The 'AI-Washing' of Job Cuts Is Corrosive and Confusing - https://news.ycombinator.com/item?id=47401499 - March 2026

* Companies are "AI washing" layoffs, blaming artificial intelligence for workforce reductions they would have made anyway, according to OpenAI CEO Sam Altman.

* A Resume.org survey found that 59% of hiring managers say they emphasize AI's role in layoffs because it "is viewed more favorably by stakeholders than saying layoffs or hiring freezes are driven by financial constraints".

* The stated reason for the layoff matters more than the fact of the layoff, and framing cuts as proactive restructuring around AI can result in a valuation boost, even if the technology doesn't actually work.

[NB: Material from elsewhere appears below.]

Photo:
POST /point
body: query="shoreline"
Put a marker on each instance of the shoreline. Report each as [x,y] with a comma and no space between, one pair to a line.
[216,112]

> The AI premium isn’t even reliable. By late 2025, Goldman Sachs group Inc. found that investors were actually punishing AI-attributed layoffs, with shares falling an average of 2%. The analysts concluded that investors simply didn’t believe the companies. But Block’s surge shows the incentive hasn’t vanished. It’s just a lottery instead of a sure thing. And executives keep buying tickets.

> The broader data confirms the gap between narrative and reality. A National Bureau of Economic Research study published in February surveyed thousands of C-suite executives across the US, UK, Germany and Australia. Almost 90% said AI had zero impact on employment over the past three years. Challenger, Gray & Christmas tracked 1.2 million layoffs in 2025, and AI was cited in fewer than 55,000 of them. That’s 4.5%. Plain old “market and economic conditions” accounted for four times as many.

So! Sophisticated capital market participants don't believe this; why do people here?

AI is making CEOs delusional [video] - https://www.youtube.com/watch?v=Q6nem-F8AG8

https://en.wikipedia.org/wiki/Dunning%E2%80%93Kruger_effect

sublineartoday at 4:48 PM

I'm very confused how you can put up such an obvious strawman, say all these wildly unsubstantiated things, and yet still get engagement. Who are you even talking to?

It's been several years and nothing has changed except the AI grift is crumbling as we get out of the post-covid slump.

j3k3today at 5:06 PM

"AI has already won. It's taking over. "

Man.. I suggest you touch some grass. You are living in a bubble.